Why it matters: One of the many concerns about generative AIs is their ability to generate pictures using images scrapped from across the internet without the original creators’ permission. But a new tool could solve this problem by “poisoning” the data used by training models.
MIT Technology Review highlights the new tool, called Nightshade, created by researchers at the University of Chicago. It works by making very small changes to the images’ pixels, which can’t be seen by the naked eye, before they are uploaded. This poisons the training data used by the likes of DALL-E, Stable Diffusion, and Midjourney, causing the models to break in unpredictable ways.
Some examples of how the generative AIs might incorrectly interpret images poisoned by Nightshade include turning dogs into cats, cars into cows, hats into cakes, and handbags into toasters. It also works when prompting for different styles of art: cubism becomes anime, cartoons become impressionism, and concept art becomes abstract.
Nightshade is described as a prompt-specific poisoning attack in the researchers’ paper, recently published on arXiv. Rather than needing to poison millions of images, Nightshade can disrupt a Stable Diffusion prompt with around 50 samples, as the chart below shows.
Not only can the tool poison specific prompt terms like “dog,” but it can also “bleed through” to associated concepts such as “puppy,” “hound,” and “husky,” the researchers write. It even affects indirectly related images; poisoning “fantasy art,” for example, turns prompts for “a dragon,” “a castle in the Lord of the Rings,” and “a painting by Michael Whelan” into something different.
Ben Zhao, a professor at the University of Chicago who led the team that created Nightshade, says he hopes the tool will act as a deterrent against AI companies disrespecting artists’ copyright and intellectual property. He admits that there is the potential for malicious use, but inflicting real damage on larger, more powerful models would require attackers to poison thousands of images as these systems are trained on billions of data samples.

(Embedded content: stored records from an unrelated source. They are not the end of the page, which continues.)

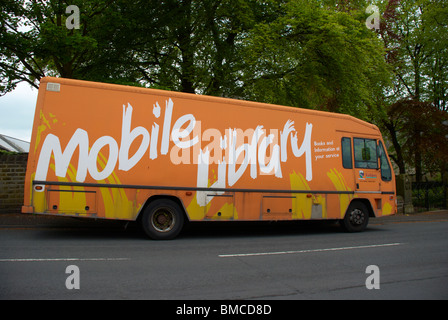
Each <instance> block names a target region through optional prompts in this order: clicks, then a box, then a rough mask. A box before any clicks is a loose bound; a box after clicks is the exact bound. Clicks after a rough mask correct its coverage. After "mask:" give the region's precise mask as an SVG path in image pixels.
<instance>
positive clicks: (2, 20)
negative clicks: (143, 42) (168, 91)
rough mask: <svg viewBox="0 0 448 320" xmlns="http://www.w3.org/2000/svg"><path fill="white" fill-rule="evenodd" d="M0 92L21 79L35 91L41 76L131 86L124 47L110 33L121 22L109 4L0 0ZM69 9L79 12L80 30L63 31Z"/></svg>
mask: <svg viewBox="0 0 448 320" xmlns="http://www.w3.org/2000/svg"><path fill="white" fill-rule="evenodd" d="M2 2H3V3H2V8H3V10H2V12H1V14H0V47H1V48H2V50H1V52H0V76H1V79H2V80H1V81H2V82H1V85H0V90H1V93H2V94H5V93H7V92H9V91H11V90H12V89H14V87H15V86H16V85H17V83H19V82H22V81H25V82H27V83H29V84H30V85H32V86H34V87H36V88H37V87H38V85H39V79H40V78H42V77H44V76H61V77H64V78H77V79H89V80H98V81H107V82H111V81H112V82H120V83H126V82H130V83H133V84H136V82H135V74H132V70H131V71H130V69H128V68H126V67H125V66H124V63H123V62H124V61H126V57H127V53H128V51H129V50H128V49H127V48H126V46H125V41H124V40H122V41H121V42H120V41H117V39H116V38H115V35H116V32H115V30H116V29H118V28H119V26H120V25H122V24H125V23H126V22H127V21H125V20H124V18H123V16H122V15H120V14H117V12H118V11H117V6H116V5H115V1H111V0H91V1H81V0H73V1H62V0H52V1H25V0H2ZM69 5H76V6H78V8H79V9H80V28H79V29H69V28H67V27H66V19H67V17H69V16H70V13H66V8H67V7H68V6H69Z"/></svg>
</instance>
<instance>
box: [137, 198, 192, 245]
mask: <svg viewBox="0 0 448 320" xmlns="http://www.w3.org/2000/svg"><path fill="white" fill-rule="evenodd" d="M141 223H142V227H143V230H144V231H145V233H146V235H147V236H148V237H150V238H151V239H153V240H171V239H174V238H175V237H176V236H177V235H178V234H179V233H180V232H181V230H182V228H183V225H184V215H183V212H182V210H181V208H180V207H179V205H178V204H177V203H176V202H174V201H172V200H170V199H157V200H154V201H153V202H151V203H150V204H149V205H148V206H147V207H146V208H145V209H144V211H143V217H142V220H141Z"/></svg>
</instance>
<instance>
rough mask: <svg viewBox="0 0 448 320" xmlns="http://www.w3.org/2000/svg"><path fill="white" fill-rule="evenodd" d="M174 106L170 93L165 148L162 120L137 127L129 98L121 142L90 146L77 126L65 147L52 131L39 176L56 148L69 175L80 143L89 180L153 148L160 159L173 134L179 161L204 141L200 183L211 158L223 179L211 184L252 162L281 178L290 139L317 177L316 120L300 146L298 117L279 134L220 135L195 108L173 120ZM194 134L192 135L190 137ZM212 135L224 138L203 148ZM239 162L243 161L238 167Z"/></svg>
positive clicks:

There are also defenses against this practice that generative AI model trainers could use, such as filtering high-loss data, frequency analysis, and other detection/removal methods, but Zhao said they aren’t very robust.
Some large AI companies give artists the option to opt out of their work being used in AI-training datasets, but it can be an arduous process that doesn’t address any work that might have already been scraped. Many believe artists should have the option to opt in rather than having to opt out.